Younes Lalami
- Full name: Younes Lalami Laaroussi
- Country (sports): Morocco
- Born: 18 April 2001 (age 25) Montreal, Quebec, Canada
- Height: 1.88 m (6 ft 2 in)
- Plays: Right-handed (two-handed backhand)
- College: Old Dominion
- Prize money: US $69,903

Singles
- Career record: 0–3
- Career titles: 0
- Highest ranking: No. 835 (18 May 2026)
- Current ranking: No. 1,032 (21 September 2026)

Doubles
- Career record: 3–7
- Career titles: 2 ITF
- Highest ranking: No. 208 (21 September 2026)
- Current ranking: No. 208 (21 September 2026)

= Younes Lalami =

Moroccan tennis player

Younes Lalami Laaroussi (يونس العلمي العروسي; born 18 April 2001) is a Moroccan professional tennis player. He has a career-high ATP doubles ranking of world No. 208 achieved on 21 September 2026 and a career-high singles ranking of No. 835 achieved on 18 May 2026.

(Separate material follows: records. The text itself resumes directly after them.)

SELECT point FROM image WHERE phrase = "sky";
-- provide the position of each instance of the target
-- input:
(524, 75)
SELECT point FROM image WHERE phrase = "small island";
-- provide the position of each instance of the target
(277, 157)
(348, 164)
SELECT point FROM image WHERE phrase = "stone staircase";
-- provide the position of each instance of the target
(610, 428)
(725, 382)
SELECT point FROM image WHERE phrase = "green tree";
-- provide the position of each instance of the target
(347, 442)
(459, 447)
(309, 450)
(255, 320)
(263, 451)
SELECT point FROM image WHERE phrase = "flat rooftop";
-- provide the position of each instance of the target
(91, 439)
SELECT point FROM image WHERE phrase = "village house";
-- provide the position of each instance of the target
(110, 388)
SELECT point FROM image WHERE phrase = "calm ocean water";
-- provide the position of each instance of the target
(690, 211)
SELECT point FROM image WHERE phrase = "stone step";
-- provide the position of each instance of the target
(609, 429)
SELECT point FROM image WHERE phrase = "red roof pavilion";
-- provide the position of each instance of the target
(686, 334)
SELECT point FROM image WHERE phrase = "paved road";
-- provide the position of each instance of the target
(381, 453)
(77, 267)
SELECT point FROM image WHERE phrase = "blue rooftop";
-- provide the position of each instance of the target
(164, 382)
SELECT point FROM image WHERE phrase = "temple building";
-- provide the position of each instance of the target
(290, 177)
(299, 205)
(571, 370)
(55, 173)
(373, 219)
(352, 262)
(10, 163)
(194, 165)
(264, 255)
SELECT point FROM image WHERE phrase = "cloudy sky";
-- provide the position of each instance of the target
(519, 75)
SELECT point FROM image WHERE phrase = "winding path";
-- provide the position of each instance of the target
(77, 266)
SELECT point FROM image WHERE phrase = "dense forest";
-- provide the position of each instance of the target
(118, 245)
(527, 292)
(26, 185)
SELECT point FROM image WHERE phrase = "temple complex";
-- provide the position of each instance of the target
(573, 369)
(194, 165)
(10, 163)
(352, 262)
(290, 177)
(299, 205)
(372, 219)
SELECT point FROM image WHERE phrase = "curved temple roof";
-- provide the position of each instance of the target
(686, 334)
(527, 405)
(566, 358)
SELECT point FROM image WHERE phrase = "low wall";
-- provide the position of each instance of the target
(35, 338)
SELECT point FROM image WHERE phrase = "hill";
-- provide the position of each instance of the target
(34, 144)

Lalami plays mostly on the ITF Men's Tour. He represents Morocco in the Davis Cup since 2022, where he has a W/L record of 3–0.

==College==
Lalami played college tennis at Old Dominion University.

==Career==
Lalami made his ATP main draw debut at the 2023 Grand Prix Hassan II in Marrakesh, after he received a wildcard into the singles and doubles main draws. At the 2025 Grand Prix Hassan II Lalami received a wildcard for the doubles draw partnering with compatriot Taha Baadi. In March 2026, Lalami received again a main draw wildcard to his home tournament in Marrakech in the doubles event. Playing alongside Polish Filip Pieczonka, the pair defeated top-seeds Hugo Nys and Édouard Roger-Vasselin to reach the quarterfinals, and following the withdrawal of Alexandre Muller and Mick Veldheer reached his first ATP semifinal in doubles. At the same tournament, Lalami also received a wildcard for the singles qualifying draw.

==Personal life==
Lalami was born in Montreal, Canada but represents Morocco in tennis competitions through his Moroccan father. His sister Nadia is a former tennis player.